The benchmarks are contained within a separate Django application within tests/performance/perftest. This application exists only to execute the benchmarking suite.

Running Locally

After starting a local MongoDB server, the tests can be run by running python manage.py test from the tests/performance directory. The full suite run locally is expected to take approximately 10 minutes. For faster benchmarks, pass FASTBENCH=1 as an environment variable totests/performance/perftest/tests.py.

Review Items

  • Do the Django operations being performed conform to our expectations of how django-mongodb-backend should be used?
  • Are any operations missing that we expect to be frequently performed by users?
  • Is the scope and breadth of the benchmarks sufficient for coverage without being cumbersome to implement across potentially dozens of libraries, first and third-party?
  • Are the data sizes and model structures being used representative of real-world situations?

@aclark4life
Copy link
Collaborator

aclark4life commented Aug 18, 2025

In general, awesome!

Re:

Structure

The benchmarks are contained within a separate Django application within tests/performance/perftest. This application exists only to execute the benchmarking suite.

Can this be integrated with existing tests such that some established testing conventions are followed? For example,

  • tests/<testsuite>_ - contains test suites for various features
  • performance - Django project for perf testing that contains perf testing app?

IOW If the performance directory "contained a test suite for testing performance" then we could follow the convention of adding the _ at the end so the Django tests could run the performance tests. Since performance appears to be a standalone Django project, I'm not sure what the best thing to do is (especially given the need to be able to run without the Django test runner.) I wonder if a top level perf_testing project that contains the perftest app may be better than including the perf tests in tests/. Or maybe a top level perftest/perftest, project and app respectively. Also not sure if it helps, but apps don't have to be in projects …

@NoahStapp
Copy link
Contributor Author

In general, awesome!

Re:

Structure

The benchmarks are contained within a separate Django application within tests/performance/perftest. This application exists only to execute the benchmarking suite.

Can this be integrated with existing tests such that some established testing conventions are followed? For example,

  • tests/<testsuite>_ - contains test suites for various features
  • performance - Django project for perf testing that contains perf testing app?
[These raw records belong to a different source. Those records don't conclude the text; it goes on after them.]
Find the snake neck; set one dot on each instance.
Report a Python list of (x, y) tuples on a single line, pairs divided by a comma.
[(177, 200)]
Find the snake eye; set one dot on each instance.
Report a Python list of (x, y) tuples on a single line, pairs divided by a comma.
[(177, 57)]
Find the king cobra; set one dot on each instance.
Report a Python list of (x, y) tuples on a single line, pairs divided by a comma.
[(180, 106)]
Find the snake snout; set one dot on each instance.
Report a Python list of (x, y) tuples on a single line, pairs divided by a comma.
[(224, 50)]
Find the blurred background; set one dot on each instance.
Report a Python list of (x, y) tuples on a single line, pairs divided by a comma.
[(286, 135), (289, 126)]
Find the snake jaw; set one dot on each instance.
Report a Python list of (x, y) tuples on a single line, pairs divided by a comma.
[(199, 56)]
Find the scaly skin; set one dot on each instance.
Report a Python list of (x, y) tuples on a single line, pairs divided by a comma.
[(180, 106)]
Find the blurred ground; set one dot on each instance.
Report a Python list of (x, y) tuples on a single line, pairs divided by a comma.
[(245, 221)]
IOW If the performance directory "contained a test suite for testing performance" then we could follow the convention of adding the _ at the end so the Django tests could run the performance tests. Since performance appears to be a standalone Django project, I'm not sure what the best thing to do is (especially given the need to be able to run without the Django test runner.) I wonder if a top level perf_testing project that contains the perftest app may be better than including the perf tests in tests/. Or maybe a top level perftest/perftest, project and app respectively. Also not sure if it helps, but apps don't have to be in projects …

Running the performance tests alongside the Django tests would add too much runtime to be practical. Putting the perftest project somewhere not in the tests directory is fine with me, but having every test suite be within tests makes more sense from a consistency standpoint.
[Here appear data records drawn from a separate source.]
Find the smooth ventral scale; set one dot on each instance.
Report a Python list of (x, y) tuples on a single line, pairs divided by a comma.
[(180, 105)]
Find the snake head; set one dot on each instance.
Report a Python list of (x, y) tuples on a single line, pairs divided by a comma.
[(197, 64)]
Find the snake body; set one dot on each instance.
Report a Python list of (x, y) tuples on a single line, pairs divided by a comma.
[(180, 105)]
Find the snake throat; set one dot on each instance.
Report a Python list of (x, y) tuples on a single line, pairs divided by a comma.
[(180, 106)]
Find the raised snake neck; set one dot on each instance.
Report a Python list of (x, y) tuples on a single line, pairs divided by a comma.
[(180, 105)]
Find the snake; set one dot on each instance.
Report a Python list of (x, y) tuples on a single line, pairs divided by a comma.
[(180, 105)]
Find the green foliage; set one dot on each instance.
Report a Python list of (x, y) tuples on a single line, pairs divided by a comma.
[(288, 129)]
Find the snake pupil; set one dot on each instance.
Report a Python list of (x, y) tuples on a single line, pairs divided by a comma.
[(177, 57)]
Is there a way to independently run tests on the perftest without a project? If we can do away with needing to have a full (if minimal) Django project at all here that would be ideal, but I couldn't find a way to do so with how the other tests here are set up.

@timgraham
Copy link
Collaborator

I'm inclined to agree that the performance tests should be in their own directory performance_tests or test_performance? There not meant to be run like the other tests, so to intermingle them seems confusing (and requires workarounds in the test runner, as you added).

Probably integrating with Django's runtests.py isn't the way to go, but I'll think about it. At least the settings file you added could be minimized. I could do that without much effort. I have a few comments from a cursory glance and will dig in more later.

Comment on lines 191 to 175
class TestSmallFlatDocCreation(SmallFlatDocTest, TestCase):
def do_task(self):
for doc in self.documents:
model = SmallFlatModel(**doc)
model.save()

def after(self):
SmallFlatModel.objects.all().delete()

Copy link
Collaborator

Choose a reason for hiding this comment

The reason will be displayed to describe this comment to others. Learn more.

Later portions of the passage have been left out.